I don’t know if you were a child of the 80s, but if you were, and if you were lucky enough to catch the commendable childrens’ programing that aired on PBS in the latter half of that decade, you might have watched the mathematics themed show “Square 1” which featured a cop drama spoof called “Mathnet,” in which a couple of detectives used mathematics to solve crime. They even carried calculators in their shoulder holsters; and when the calcs came out, we knew it meant business.
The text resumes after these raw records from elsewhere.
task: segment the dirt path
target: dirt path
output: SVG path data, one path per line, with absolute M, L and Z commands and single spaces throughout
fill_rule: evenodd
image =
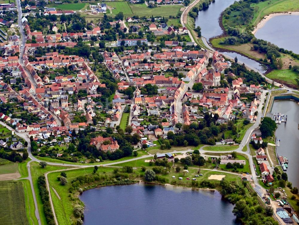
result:
M 57 191 L 56 191 L 56 190 L 55 190 L 55 189 L 54 189 L 54 188 L 53 188 L 53 187 L 52 187 L 52 189 L 53 189 L 53 191 L 54 191 L 54 193 L 55 193 L 55 194 L 56 195 L 56 196 L 57 196 L 57 197 L 58 197 L 58 199 L 59 199 L 59 200 L 60 200 L 60 199 L 61 199 L 61 198 L 60 198 L 60 196 L 59 196 L 59 195 L 58 194 L 58 193 L 57 193 Z

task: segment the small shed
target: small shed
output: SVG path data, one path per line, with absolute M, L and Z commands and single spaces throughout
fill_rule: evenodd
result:
M 164 153 L 163 154 L 157 154 L 157 159 L 163 159 L 165 158 L 165 154 Z
M 168 156 L 168 157 L 169 159 L 173 159 L 174 158 L 173 156 L 170 153 L 166 153 L 166 155 L 167 155 L 167 156 Z

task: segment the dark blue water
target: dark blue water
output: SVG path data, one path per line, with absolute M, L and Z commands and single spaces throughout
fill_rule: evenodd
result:
M 219 52 L 219 53 L 227 55 L 233 59 L 235 58 L 235 57 L 237 56 L 238 62 L 244 63 L 246 65 L 250 66 L 251 68 L 256 69 L 262 73 L 264 73 L 267 71 L 267 68 L 266 66 L 236 52 L 224 51 Z
M 299 54 L 299 15 L 290 14 L 271 18 L 257 31 L 255 36 Z
M 237 0 L 238 1 L 239 0 Z M 236 0 L 216 0 L 212 2 L 206 10 L 199 11 L 195 19 L 195 27 L 202 28 L 202 36 L 208 40 L 211 37 L 221 35 L 222 29 L 219 26 L 219 18 L 225 9 Z
M 239 224 L 217 191 L 141 183 L 94 188 L 80 198 L 84 225 Z
M 276 148 L 276 153 L 289 159 L 286 173 L 289 181 L 293 187 L 299 187 L 299 106 L 297 102 L 290 100 L 274 101 L 271 113 L 280 113 L 288 115 L 286 124 L 282 123 L 277 125 L 275 132 L 276 139 L 280 140 L 280 147 Z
I was an advocate then and I’m an advocate now; and it just happens that we may start to see a uniquely mathematical approach to crime fighting courtesy of an Edmonton Transit security analyst Stephane Contré, and his technology. Contré’s software, called Daily Crime Forecast, uses an algorithm to assess crime incident reports from existing data to pinpoint where and when future crimes are likely to occur.
At first instance it sounds like a pipe dream to be placed along stock market predicting algorithms and time machines; you can’t predict human behaviour, and you can’t predict social systems. But Contré’s software has tested incredibly well. Edmonton Transit has been testing it for over two years now and since its introduction, officer initiated calls (calls from an officer who is already at the scene of a situation) rose by 159% while reactive calls (when an officer has to be dispatched to deal with a situation) dropped by 52%. I’m reminded of watching Kate Monday and George Frankly (calculators drawn) elucidating the concept of triangulation to predict the location of a yet to happen car theft. Technology can indeed help us be in the right place at the right time, most of the time, to address crime.
Contré, who has been working with the assistance of the Edmonton-based Northern Alberta Institute of Technology and its novaNAIT centre for applied research and technology transfer, is now poised to go commercial, and he has piqued the interest of an American police agency, as well as the Canadian Military. The US Military may even trexplore the use of his technology to tackle the devastating challenge of Improvised Explosive Devices (IEDs).
“Ultimately,” Contré said, “I would like my product to help communities increase the safety and security of their citizens and provide a better quality of life for all by effectively targeting crime.”